You’re pretty smart, right? So this short test should be easy:

1. A bat and a ball cost $1.10 in total. The bat costs $1.00 more than the ball. How much does the ball cost? _____ cents

2. If it takes 5 machines 5 minutes to make 5 widgets, how long would it take 100 machines to make 100 widgets? _____ minutes

3. In a lake, there is a patch of lily pads. Every day, the patch doubles in size. If it takes 48 days for the patch to cover the entire lake, how long would it take for the patch to cover half the lake? _____ days

This series of questions is known as the cognitive reflection test. Plenty of smart people would agree that the answers are 10 cents, 100 minutes and 24 days. These answers are the product of your “automatic system” as opposed to your “reflective system”. Think twice about them—reflect a little—and you realise the correct answers are 5 cents, 5 minutes and 47 days.

In their book Nudge, behavioural economists Richard Thaler and Cass Sunstein cite this and other examples of how we humans need a little guidance to make the right decisions. In short, we can’t always be trusted to do the right thing even when that’s what we really want to do. Our automatic brains are in control, and like it or not this reptile brain is making most of our decisions.

Don’t find out what happens when you stop feeding the reptiles

In the last decade, web designers have become increasingly confident about the sophistication of users. The very concept of “newbies”—users who are new to the web—has essentially disappeared. As a result, web design has become a lot more interesting. If every site looked like Useit.com, a pioneering web usability resource, the web would not be the cool place that it is.

But complacency about all the reptiles out there can be trouble. Even the most savvy digital native can be easily confused or made anxious. No matter how sophisticated we like to think we are, every time we make a decision online we're confronted by some basic reptile instincts. We don't want to go hungry (on the web, that can mean getting bad value or the wrong information), we want to look good (nobody wants to make a dumb mistake—which is why web retailers' shopping carts need to inspire confidence every step of the way), but most of all, we don't want to get eaten (think of all those covert Facebook pix—they're not all that different from a camouflaged chameleon sunning itself).

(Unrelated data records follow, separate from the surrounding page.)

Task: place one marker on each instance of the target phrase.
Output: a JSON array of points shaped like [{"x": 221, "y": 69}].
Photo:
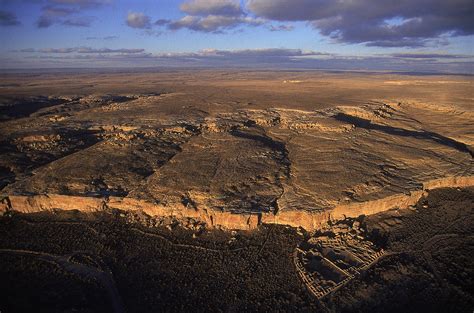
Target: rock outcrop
[{"x": 308, "y": 220}]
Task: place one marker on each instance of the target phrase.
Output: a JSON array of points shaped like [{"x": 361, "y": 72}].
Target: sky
[{"x": 401, "y": 35}]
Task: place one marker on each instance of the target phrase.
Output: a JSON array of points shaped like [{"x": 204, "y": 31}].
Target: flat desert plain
[{"x": 236, "y": 190}]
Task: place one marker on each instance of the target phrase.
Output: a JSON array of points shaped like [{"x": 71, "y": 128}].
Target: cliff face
[{"x": 305, "y": 219}]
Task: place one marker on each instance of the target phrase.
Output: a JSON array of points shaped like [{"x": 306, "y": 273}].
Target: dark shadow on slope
[{"x": 423, "y": 135}]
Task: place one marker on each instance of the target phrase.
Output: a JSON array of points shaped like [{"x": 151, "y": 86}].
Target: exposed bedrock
[
  {"x": 244, "y": 221},
  {"x": 234, "y": 169}
]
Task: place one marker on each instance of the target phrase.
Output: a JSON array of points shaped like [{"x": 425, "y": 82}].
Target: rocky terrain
[{"x": 211, "y": 152}]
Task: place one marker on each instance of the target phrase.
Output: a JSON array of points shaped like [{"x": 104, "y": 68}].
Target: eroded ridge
[{"x": 333, "y": 256}]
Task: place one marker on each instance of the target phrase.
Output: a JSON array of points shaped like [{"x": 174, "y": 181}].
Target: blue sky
[{"x": 423, "y": 35}]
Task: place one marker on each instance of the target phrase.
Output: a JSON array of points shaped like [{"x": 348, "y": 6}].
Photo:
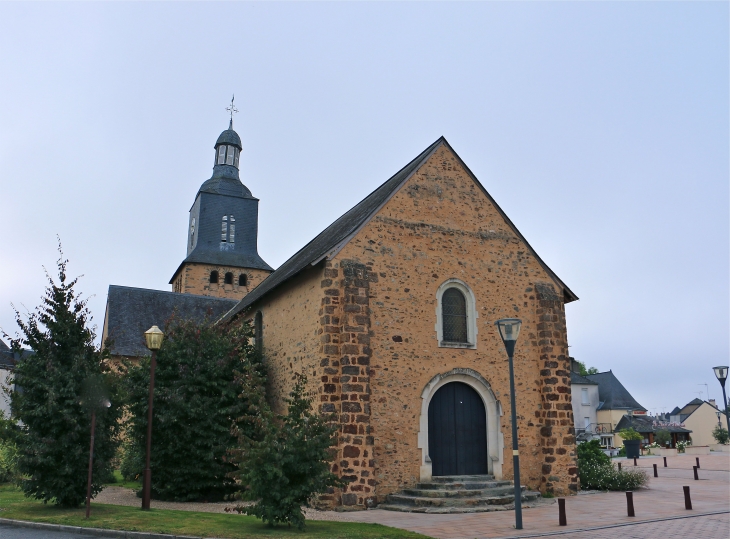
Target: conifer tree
[{"x": 54, "y": 381}]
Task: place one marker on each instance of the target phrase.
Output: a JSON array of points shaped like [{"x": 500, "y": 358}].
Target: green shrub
[
  {"x": 53, "y": 406},
  {"x": 630, "y": 434},
  {"x": 290, "y": 463},
  {"x": 597, "y": 472},
  {"x": 720, "y": 435},
  {"x": 208, "y": 379}
]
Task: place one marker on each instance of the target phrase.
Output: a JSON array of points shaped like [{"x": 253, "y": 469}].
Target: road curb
[
  {"x": 96, "y": 532},
  {"x": 607, "y": 526}
]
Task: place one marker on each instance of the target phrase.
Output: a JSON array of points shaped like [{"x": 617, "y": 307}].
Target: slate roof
[
  {"x": 132, "y": 311},
  {"x": 576, "y": 378},
  {"x": 329, "y": 241},
  {"x": 645, "y": 424},
  {"x": 613, "y": 394}
]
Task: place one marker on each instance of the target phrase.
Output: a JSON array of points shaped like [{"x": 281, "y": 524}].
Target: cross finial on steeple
[{"x": 232, "y": 109}]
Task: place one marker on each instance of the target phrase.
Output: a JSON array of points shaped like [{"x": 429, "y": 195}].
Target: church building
[{"x": 390, "y": 313}]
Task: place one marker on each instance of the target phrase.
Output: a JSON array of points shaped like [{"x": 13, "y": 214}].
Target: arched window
[
  {"x": 453, "y": 305},
  {"x": 456, "y": 315},
  {"x": 258, "y": 331}
]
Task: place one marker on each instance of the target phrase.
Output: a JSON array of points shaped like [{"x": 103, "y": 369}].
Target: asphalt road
[{"x": 12, "y": 532}]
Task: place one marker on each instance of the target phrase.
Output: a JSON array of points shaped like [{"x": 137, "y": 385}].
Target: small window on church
[
  {"x": 454, "y": 316},
  {"x": 258, "y": 332}
]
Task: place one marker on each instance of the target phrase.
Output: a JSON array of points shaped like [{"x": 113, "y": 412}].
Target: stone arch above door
[{"x": 495, "y": 440}]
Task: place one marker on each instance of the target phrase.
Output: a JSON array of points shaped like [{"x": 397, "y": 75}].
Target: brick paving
[{"x": 660, "y": 507}]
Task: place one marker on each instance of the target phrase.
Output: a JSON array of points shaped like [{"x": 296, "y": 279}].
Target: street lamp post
[
  {"x": 153, "y": 339},
  {"x": 721, "y": 373},
  {"x": 509, "y": 329},
  {"x": 106, "y": 404}
]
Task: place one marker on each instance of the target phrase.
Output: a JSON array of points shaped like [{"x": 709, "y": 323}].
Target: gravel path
[{"x": 126, "y": 496}]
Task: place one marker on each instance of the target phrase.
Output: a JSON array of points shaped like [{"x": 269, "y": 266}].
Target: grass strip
[{"x": 14, "y": 505}]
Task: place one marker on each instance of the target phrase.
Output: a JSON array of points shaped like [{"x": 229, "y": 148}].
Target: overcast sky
[{"x": 600, "y": 128}]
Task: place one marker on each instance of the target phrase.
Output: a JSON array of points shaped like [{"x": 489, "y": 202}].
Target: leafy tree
[
  {"x": 54, "y": 450},
  {"x": 663, "y": 437},
  {"x": 596, "y": 471},
  {"x": 583, "y": 371},
  {"x": 720, "y": 434},
  {"x": 209, "y": 379},
  {"x": 290, "y": 462},
  {"x": 630, "y": 434}
]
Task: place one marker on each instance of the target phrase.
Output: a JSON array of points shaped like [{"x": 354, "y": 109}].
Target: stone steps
[{"x": 458, "y": 494}]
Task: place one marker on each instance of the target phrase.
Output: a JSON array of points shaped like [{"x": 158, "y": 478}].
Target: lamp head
[
  {"x": 509, "y": 330},
  {"x": 721, "y": 373},
  {"x": 153, "y": 338}
]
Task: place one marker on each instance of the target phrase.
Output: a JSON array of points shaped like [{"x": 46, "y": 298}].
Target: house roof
[
  {"x": 576, "y": 378},
  {"x": 335, "y": 236},
  {"x": 132, "y": 311},
  {"x": 646, "y": 424},
  {"x": 613, "y": 394}
]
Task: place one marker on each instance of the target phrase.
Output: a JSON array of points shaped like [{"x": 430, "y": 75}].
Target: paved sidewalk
[{"x": 662, "y": 500}]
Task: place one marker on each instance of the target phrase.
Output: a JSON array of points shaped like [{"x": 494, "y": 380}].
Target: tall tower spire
[{"x": 232, "y": 109}]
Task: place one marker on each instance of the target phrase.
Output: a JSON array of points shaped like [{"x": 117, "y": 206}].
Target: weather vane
[{"x": 232, "y": 109}]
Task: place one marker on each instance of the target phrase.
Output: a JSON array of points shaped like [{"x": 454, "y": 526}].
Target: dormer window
[{"x": 228, "y": 155}]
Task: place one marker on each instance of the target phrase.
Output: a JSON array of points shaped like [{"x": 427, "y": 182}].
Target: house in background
[
  {"x": 701, "y": 417},
  {"x": 615, "y": 403},
  {"x": 648, "y": 427},
  {"x": 585, "y": 400}
]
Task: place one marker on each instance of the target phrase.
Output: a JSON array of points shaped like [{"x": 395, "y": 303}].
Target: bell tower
[{"x": 222, "y": 254}]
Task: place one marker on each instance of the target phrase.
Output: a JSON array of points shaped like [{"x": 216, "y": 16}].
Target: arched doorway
[{"x": 457, "y": 431}]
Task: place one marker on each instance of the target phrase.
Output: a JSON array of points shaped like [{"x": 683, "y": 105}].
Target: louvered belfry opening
[{"x": 453, "y": 304}]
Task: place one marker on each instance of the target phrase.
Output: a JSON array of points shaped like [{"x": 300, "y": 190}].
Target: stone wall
[
  {"x": 440, "y": 226},
  {"x": 195, "y": 279}
]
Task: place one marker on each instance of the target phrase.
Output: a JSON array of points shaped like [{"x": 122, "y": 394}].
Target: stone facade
[
  {"x": 378, "y": 360},
  {"x": 195, "y": 279}
]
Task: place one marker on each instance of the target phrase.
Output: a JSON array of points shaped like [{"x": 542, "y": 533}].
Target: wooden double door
[{"x": 457, "y": 431}]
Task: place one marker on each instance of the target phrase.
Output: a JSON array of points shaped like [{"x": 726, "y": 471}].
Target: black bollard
[{"x": 687, "y": 499}]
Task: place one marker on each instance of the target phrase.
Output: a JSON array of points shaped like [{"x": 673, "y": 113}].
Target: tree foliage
[
  {"x": 583, "y": 371},
  {"x": 289, "y": 463},
  {"x": 54, "y": 448},
  {"x": 663, "y": 437},
  {"x": 720, "y": 434},
  {"x": 596, "y": 470},
  {"x": 209, "y": 380}
]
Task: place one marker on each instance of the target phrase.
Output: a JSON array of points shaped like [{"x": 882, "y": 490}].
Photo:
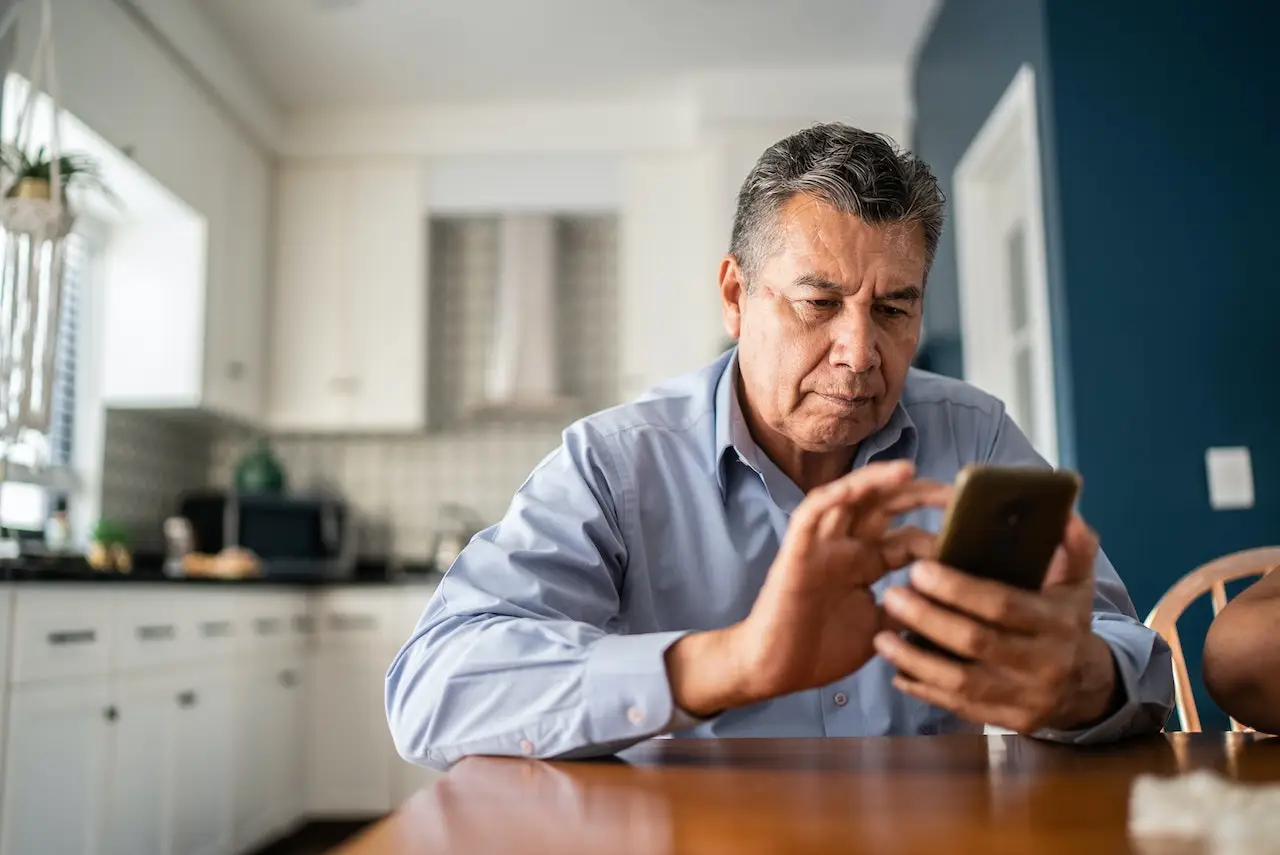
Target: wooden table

The job of designers, information architects, content writers and anyone else building sites is to prevent mistakes and mitigate user anxiety, as much as it is to create something interesting, elegant and fun.

Companies like Google do a great job of this. For example, Gmail has some fantastic embarrassment reducing features. If you use the word “attachment” in a Gmail message, but then don’t attach a file before clicking send, you can set up Gmail to ask, “Are you sure you want to send this without an attachment?”

It’s a simple fix to a common reptile mistake. And it’s a good example of why Google is a company that gets it right so often for billions of reptiles like me.